É curioso como toda a narrativa se desenvolve num espaço relativamente pequeno – uma mansão de campo, de arquitetura clássica – ao mesmo tempo em que é permeada por uma universalidade de temas. Uma junção perfeita entre macrocosmo trágico (o apocalipse astronômico) e microcosmo desiludido (a profunda depressão de Justine e o desespero de Claire).
Quanto às atuações, todo o elenco está de parabéns. Dunst e Gainsbourg se revelam uma bela dupla, com a oposição Justine x Claire bem delineada pelas duas atrizes. Sutherland, depois de todo o sucesso do seriado "24h", parece ter aprendido a atuar, o que é muito bom para ele. E o restante, mesmo em aparições curtas, não decepciona.
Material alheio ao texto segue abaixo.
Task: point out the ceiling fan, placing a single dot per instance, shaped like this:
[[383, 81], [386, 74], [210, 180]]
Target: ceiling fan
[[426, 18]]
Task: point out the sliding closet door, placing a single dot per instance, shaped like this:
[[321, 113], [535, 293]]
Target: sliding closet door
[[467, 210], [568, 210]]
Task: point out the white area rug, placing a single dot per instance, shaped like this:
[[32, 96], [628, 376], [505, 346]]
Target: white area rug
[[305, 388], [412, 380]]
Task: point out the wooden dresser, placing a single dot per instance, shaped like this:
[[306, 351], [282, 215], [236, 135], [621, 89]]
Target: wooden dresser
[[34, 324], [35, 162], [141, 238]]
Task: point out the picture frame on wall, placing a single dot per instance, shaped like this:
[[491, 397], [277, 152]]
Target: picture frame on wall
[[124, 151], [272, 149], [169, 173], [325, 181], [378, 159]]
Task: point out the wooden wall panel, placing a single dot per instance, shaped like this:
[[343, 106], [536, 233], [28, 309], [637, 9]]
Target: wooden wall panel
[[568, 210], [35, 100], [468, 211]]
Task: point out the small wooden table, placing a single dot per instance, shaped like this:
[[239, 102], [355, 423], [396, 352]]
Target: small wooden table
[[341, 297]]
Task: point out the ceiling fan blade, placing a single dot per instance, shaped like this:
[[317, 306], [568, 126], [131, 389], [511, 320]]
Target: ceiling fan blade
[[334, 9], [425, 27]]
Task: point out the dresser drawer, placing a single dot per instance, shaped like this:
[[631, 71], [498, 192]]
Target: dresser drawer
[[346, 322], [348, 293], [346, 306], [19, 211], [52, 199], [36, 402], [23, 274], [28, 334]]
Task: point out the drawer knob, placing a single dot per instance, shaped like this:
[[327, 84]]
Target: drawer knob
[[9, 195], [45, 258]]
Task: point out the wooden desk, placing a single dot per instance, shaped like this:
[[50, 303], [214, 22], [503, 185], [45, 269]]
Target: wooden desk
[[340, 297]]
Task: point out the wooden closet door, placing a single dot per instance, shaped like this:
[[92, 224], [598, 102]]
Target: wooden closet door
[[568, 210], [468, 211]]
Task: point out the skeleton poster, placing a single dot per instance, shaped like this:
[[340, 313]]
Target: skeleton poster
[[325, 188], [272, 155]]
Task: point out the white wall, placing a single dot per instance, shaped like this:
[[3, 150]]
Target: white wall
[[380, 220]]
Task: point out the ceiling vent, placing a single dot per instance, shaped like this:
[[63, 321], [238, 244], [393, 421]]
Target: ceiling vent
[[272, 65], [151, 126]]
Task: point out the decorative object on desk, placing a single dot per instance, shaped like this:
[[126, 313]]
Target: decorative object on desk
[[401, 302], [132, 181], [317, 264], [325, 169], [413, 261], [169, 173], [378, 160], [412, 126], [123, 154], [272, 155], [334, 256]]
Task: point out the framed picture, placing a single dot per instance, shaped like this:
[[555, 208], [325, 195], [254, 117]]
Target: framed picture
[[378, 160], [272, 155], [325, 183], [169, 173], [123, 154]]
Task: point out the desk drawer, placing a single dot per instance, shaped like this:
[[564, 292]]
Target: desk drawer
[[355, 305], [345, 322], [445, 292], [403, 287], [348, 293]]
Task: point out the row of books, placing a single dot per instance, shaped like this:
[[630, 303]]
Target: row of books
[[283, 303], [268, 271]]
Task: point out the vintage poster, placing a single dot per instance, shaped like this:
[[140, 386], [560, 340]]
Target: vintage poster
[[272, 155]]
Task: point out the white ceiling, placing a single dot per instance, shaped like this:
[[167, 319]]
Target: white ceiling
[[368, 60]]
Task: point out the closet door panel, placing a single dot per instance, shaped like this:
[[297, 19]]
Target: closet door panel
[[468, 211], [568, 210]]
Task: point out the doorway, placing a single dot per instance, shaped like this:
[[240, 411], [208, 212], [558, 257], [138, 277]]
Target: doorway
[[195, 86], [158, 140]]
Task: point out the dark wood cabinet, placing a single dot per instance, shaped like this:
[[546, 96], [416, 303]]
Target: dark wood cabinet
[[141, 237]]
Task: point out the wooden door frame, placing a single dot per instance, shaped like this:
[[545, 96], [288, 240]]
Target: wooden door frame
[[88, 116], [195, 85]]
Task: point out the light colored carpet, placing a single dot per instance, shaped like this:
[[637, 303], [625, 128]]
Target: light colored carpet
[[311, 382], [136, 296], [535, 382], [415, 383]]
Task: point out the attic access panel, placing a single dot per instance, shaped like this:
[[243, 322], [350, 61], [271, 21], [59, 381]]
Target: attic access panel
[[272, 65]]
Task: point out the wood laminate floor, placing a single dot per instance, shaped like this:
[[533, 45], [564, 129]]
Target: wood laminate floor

Já com relação à técnica, é impossível não notar o ranço do Dogma 95 na câmera propositadamente tremida, inconstante, e nos cortes bruscos que lembram uma Novelle Vague revisitada. São tantos que, por vezes, a sensação de vertigem é inevitável. É uma escolha que cansa um pouco e que torna o desenrolar das cenas meio confuso, especialmente na primeira parte, mas nada que faça menor esta obra tão aguardada.
Com todos essas características a favor, Von Trier sairá mais uma vez aclamado, com um filme denso em termos estéticos, temáticos e narrativos, disparando petardos contra as tradições que (inutilmente?) insistimos em manter e na fragilidade da raça humana diante de forças superiores e incontroláveis.
Melancolia
Nota: 9.0/10
- x - x - x -
(Obs: Melancolia só não levou um 10 porque mudei os meus conceitos para atribuir notas aos filmes. Apesar de ainda muito subjetivo, tentei dar uma "enxugada" no que levo em conta para pontuar e na forma como esses fatores se traduzem em números. Na minha forma anterior, seria um 10, com certeza.)
2 comentários:
PÔRRAN...
não precisava xingar a mãe de Kiefer né?
"aprendendo" foi foda. =P
no mais, excelente texto, como sempre.
fiquei até com um pouco de vontade de ver, #confesso
=*
O texto está realmente excelente.
Um dos melhores filmes do ano, sem dúvida. Não sei se seria exagero chamá-lo de melhor porque "Cisne Negro" foi devastador. As imagens iniciais de Melancolia são bem impactantes (o encerramento também) e "Tristão e Isolda" fez com que ficassem ainda mais poderosas, creio que o filme me ganhou naquele momento.
Fiquei surpreso com os bons desempenhos de Kiefer Sutherland e Kirsten Dunst. Nada como um grande diretor para fazer os atores funcionarem.
A bronca para o filme é aquele rolo todo que aconteceu em Cannes. Isso talvez ofusque a qualidade desse longa.
Novamente, eu o felicito pela crítica.